3. Remember good hygiene is so important--Wash your face and hands before doing your makeup, ALWAYS! Try not to directly touching your makeup in its containers, such as dipping your fingers in jars, pots, trays. Pour it or scoop a little out with a disposable spoon or applicator.

Throw it OUT- Yikes!

3 Months or Less:

3-6 Months (give or take):
Liquid Foundation, 3-6 months (Cream foundation can last 4-6 months)
**Bottled products should last this long but wide mouthed jars can expose the product to more air and should be tossed out sooner.
Natural Cosmetics, 6 months
**short shelf life products are "all natural" products that contain plant-derived ingredients--these products typically have very little or NO preservatives at all.

6-8 months:
Facial Cleansers & Moisturizers

Up to 1 year or more:
Powders, Pressed powder, eye-shadows, Lip gloss, Lipstick, Eye/Lip Pencils, and Facial Toners.
**Sharpen pencils at least once a week to prevent bacteria building up.

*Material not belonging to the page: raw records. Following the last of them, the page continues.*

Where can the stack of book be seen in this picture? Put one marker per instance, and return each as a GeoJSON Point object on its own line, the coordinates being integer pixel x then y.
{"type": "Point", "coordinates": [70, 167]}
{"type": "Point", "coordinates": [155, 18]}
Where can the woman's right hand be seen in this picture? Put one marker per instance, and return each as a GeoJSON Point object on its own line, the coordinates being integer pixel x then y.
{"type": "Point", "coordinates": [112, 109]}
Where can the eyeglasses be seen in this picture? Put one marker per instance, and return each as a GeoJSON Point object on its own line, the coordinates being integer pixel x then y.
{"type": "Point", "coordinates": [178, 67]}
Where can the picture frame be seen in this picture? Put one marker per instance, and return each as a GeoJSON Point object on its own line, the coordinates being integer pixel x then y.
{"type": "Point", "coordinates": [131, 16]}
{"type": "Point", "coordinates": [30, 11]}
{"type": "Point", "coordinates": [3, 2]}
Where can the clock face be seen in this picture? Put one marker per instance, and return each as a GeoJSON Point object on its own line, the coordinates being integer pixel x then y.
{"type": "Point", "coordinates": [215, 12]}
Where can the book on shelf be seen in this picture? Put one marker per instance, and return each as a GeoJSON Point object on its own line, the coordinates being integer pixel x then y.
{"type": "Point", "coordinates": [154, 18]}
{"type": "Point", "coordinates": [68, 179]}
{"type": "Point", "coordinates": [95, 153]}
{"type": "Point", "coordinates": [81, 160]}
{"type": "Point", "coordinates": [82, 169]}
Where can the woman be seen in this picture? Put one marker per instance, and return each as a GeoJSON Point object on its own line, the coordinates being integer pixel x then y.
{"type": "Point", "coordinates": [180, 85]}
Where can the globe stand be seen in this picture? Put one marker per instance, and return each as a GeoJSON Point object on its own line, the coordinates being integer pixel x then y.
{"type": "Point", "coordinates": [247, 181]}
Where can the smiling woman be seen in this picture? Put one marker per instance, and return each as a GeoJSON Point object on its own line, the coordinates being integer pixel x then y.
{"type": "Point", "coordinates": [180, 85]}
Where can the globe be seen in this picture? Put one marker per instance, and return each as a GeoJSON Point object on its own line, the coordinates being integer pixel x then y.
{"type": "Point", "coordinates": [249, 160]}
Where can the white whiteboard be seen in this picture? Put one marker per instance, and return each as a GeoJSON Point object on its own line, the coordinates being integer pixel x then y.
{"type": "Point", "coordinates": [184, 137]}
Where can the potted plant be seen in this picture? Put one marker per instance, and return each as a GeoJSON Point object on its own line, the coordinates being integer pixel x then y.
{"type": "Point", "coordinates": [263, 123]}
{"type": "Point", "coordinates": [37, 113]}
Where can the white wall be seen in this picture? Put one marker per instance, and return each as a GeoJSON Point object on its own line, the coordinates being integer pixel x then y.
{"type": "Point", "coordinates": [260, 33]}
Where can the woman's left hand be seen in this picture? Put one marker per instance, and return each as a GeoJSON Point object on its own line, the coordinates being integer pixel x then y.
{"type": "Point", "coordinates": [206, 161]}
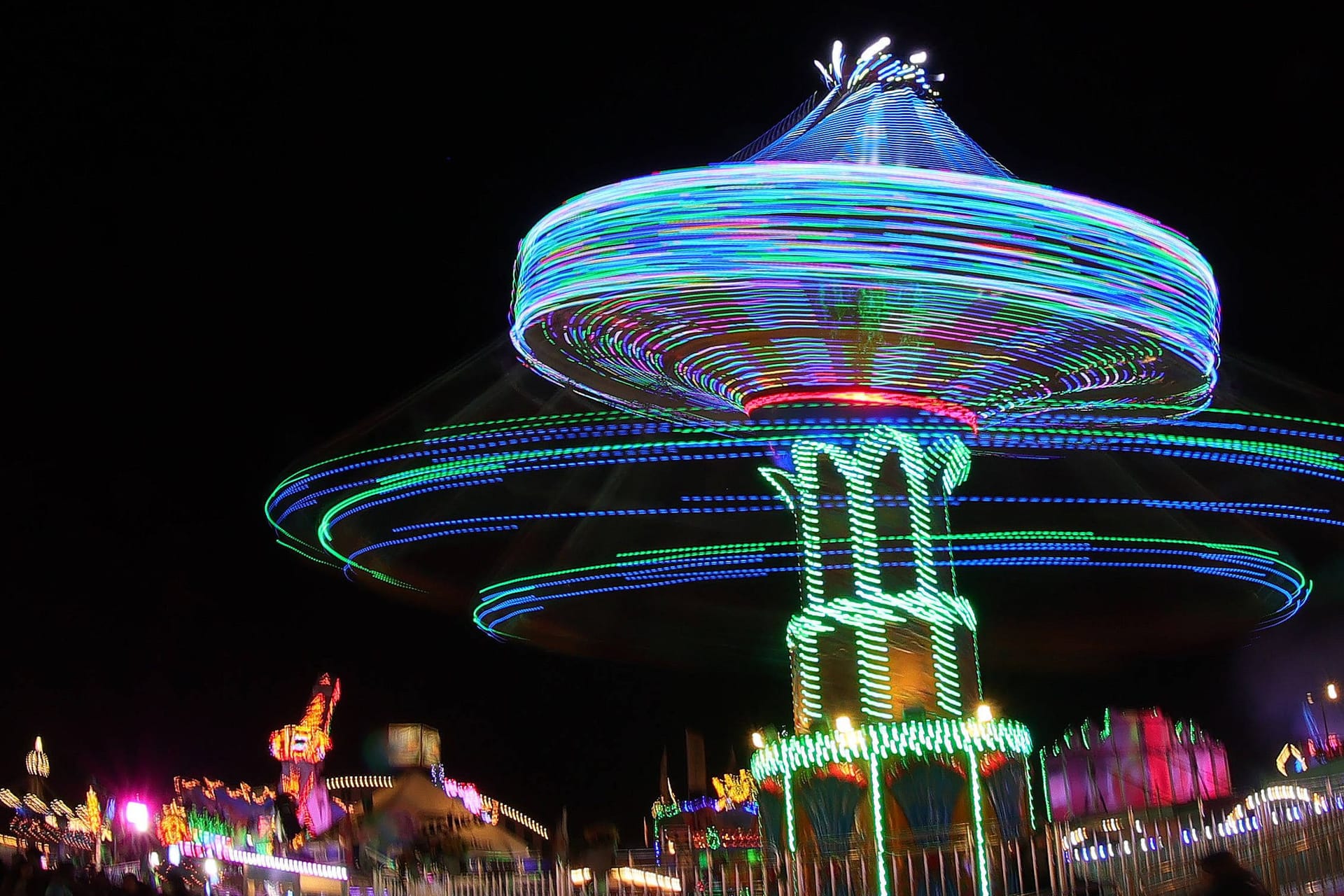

It has gone bad if it dries or crumbles.


**Keep these 'time frames' in mind....in order to lessen the possibility of makeup contamination. You be the judge of your own makeup.

**Be careful of your saliva, or worse others saliva, which could introduce bacteria that could easily grow out of control.

**If makeup has lost its original texture or consistency, the preservatives have probably broken down.

**You'll know it's time to purchase a new bottle, when the ingredients begin to settle or separate, the texture thickens or thins, or the smell changes.


(This is the hardest one for me...I tend to get lazy when having to wash brushes/sponges, etc. But it can be more important than all the above tips...)

Oils and bacteria get trapped in the bristles of the brushes.
*Wash natural-bristled brushes once a month
*Synthetic brushes three to four times a month
*Cosmetic makeup sponges are disposable tools. Try to wash after each use.

1. Use luke-warm water and mild soap to clean. I use a baby shampoo to wash my brushes.
2. Swirl in palms of your hand bristles faced down and rinse.
3. Lay the brushes flat to dry on a towel so that the bristles don't break, and to maintain the shape of the brushes.